News
NHS England lowers bowel cancer screening threshold
NHS England has announced it is to lower the threshold for a home-screening kit to trigger urgent cancer testing from February 2026, with the NHS checking thousands more people identified with even smaller traces of blood in their stool samples. The NHS estimates the change could help detect
around 600 more bowel cancers early each year in England – around an 11% increase – and find 2,000 more people with high-risk polyps in their bowel, allowing patients to have preventative surgery before any cancers develop.
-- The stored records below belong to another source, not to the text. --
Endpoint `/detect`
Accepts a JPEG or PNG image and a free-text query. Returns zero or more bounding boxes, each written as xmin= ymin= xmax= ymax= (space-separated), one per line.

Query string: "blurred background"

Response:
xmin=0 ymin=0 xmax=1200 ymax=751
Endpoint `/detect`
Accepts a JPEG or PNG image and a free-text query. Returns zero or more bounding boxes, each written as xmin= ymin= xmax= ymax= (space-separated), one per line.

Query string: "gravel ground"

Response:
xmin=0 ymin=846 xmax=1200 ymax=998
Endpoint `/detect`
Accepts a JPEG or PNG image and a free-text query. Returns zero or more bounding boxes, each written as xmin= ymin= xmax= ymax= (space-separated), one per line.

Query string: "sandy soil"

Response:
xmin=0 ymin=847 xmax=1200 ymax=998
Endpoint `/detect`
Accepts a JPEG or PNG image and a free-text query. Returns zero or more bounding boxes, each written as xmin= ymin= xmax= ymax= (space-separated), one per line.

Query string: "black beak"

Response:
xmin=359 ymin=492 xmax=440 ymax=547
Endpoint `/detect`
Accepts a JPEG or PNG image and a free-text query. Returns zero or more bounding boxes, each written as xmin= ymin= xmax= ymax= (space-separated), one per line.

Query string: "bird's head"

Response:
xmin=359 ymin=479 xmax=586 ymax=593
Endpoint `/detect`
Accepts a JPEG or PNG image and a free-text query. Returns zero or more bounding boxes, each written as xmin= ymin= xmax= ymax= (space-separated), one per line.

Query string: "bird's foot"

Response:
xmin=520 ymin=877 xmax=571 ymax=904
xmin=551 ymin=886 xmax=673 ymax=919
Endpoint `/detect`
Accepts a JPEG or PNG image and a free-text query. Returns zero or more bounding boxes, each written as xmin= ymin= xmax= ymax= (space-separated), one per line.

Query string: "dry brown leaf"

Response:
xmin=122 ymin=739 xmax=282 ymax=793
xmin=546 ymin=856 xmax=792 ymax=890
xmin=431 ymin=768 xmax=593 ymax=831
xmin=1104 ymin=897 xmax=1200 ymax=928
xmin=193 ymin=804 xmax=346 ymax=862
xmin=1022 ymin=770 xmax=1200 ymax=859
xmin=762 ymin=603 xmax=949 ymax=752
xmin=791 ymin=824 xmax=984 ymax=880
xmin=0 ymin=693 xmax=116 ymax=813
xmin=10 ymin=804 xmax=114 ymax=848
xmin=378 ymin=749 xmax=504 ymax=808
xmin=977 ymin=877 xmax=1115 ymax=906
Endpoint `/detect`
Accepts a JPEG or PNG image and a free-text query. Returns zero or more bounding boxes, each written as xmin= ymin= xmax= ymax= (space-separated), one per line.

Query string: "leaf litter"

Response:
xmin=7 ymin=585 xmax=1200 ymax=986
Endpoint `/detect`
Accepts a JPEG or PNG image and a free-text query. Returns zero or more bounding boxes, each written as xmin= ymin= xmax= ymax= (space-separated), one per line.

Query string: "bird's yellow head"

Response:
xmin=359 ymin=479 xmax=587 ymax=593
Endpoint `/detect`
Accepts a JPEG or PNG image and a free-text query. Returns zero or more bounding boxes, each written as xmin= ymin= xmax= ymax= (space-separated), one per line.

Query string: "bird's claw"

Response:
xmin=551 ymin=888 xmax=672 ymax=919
The home-testing kit, known as the faecal immunochemical test (FIT), is offered to all people over 50 years old and checks for blood in a small stool sample, which can be a sign of bowel cancer. By reducing the level at which traces of blood in a FIT test trigger further investigation – from
120 micrograms of blood per gram of stool down to 80 – the NHS will offer 35% more screening colonoscopies each year to help diagnose or rule out bowel cancer. The move coincides with the launch of new digital alerts that let people know that a screening kit is on its way. This is in a bid to boost uptake, as part of the new National Cancer Plan, which aims to transform cancer care by 2035. Peter Johnson, National Clinical Director for
Cancer at NHS England, said: “This is a major step forward in bowel cancer detection and will help save hundreds more lives from this devastating disease. Testing at a lower threshold will now provide a better early-warning system for bowel cancer, helping us to spot and treat cancers earlier, often picking up problems before symptoms appear. Earlier detection can mean less intensive
treatment and ensures the best chance of survival and, in many cases, people could avoid facing cancer altogether by having dangerous polyps removed before they cause harm.” Once fully implemented, testing at the lower
threshold is expected to reduce late-stage diagnoses and deaths from bowel cancer by around 6%, while saving the NHS £32 million each year. The lower threshold will be rolled out across the country by March 2028.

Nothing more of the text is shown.